RainerW
"Black Nose Diva“ in Frozen Grey mit Leder Cognac
Sorry, da teile ich dann doch eher die Meinung meines ehemaligen Professors und widerspreche euch erneut.
Untersteuern ist ja nichts anderes, als dass der tatsächlich gefahrene Kurvenradius größer ist, als der gewünschte. Und das lässt sich durch stärkeres Einlenken dann schon nachkorrigieren, da die Seitenführungskraft des Reifens mit höherem Schräglaufwinkel zunimmt.
Das lässt sich auch wunderbar selbst erfahren, wenn man das mal bei konstanter Kurvenfahrt ausprobiert.
...dann empfehle ich das Selbststudium in der Praxis und nicht in der profanen Theorie der Uni - es hat schon einen Grund, warum ausnahmslos ALLE semi-professionellen und professionellen Fahrer zu übersteuernden Fahrzeugen tendieren.

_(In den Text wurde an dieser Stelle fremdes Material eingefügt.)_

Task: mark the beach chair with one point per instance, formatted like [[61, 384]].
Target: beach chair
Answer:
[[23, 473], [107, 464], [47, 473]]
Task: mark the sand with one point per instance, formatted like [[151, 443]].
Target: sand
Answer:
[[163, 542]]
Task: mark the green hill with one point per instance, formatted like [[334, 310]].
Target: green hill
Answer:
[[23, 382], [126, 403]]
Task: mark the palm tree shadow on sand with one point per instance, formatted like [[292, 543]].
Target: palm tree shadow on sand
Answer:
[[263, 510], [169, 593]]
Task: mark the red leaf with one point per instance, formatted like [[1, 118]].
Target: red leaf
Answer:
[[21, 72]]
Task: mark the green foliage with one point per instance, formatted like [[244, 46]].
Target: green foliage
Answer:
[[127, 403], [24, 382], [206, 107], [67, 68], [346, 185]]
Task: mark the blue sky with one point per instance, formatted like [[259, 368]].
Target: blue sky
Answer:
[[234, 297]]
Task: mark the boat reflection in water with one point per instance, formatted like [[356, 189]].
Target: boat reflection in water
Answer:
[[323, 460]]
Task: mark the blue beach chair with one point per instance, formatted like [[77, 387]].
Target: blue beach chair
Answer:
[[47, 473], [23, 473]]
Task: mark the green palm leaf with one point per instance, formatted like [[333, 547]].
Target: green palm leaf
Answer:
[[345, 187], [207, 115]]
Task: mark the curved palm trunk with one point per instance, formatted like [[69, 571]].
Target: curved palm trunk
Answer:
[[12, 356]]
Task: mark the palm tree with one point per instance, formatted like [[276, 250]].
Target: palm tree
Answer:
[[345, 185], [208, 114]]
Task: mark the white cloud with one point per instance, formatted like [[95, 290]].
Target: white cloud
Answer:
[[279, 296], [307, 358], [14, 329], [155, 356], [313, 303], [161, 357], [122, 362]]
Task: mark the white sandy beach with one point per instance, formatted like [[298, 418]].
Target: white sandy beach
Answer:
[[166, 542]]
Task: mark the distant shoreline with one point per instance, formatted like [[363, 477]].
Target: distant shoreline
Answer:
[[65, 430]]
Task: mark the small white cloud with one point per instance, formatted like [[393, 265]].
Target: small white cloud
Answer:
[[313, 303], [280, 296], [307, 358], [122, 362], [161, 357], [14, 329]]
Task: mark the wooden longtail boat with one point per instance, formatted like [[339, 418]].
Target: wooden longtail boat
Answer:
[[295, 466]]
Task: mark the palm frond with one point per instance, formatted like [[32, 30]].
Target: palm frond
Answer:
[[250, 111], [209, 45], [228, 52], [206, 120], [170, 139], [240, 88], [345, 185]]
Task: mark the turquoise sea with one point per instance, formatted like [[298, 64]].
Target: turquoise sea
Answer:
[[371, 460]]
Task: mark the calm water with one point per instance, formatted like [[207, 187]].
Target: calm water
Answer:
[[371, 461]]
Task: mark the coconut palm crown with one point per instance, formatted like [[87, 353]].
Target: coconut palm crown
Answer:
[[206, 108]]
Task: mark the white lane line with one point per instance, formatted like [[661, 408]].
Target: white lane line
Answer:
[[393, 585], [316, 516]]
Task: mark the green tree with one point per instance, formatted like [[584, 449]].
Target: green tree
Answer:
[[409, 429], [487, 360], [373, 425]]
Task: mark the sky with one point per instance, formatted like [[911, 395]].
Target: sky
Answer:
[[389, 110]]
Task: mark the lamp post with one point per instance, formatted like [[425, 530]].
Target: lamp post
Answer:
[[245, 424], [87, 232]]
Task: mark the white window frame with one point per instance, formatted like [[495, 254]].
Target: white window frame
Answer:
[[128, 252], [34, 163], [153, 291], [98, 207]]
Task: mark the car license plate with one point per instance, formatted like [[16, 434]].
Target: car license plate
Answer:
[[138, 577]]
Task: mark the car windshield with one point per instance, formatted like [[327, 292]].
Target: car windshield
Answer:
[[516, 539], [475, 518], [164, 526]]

Sehr stark untersteuernde Fahrzeuge (in just dieser Fahrsituation), lassen sich bei performanter Fahrweise erheblich schlechter kontrolliert sportlich fahren und unter Kontrolle halten. Jegliche Literatur. welche sich mit Sportfahren beschäftigt, geht gerade hierauf sehr detailliert ein und kommt exakt zu diesem Ergebnis, dass Fahrzeuge, welche über die VA schieben zum sportlich dynamischen Fahren eher suboptimal sind.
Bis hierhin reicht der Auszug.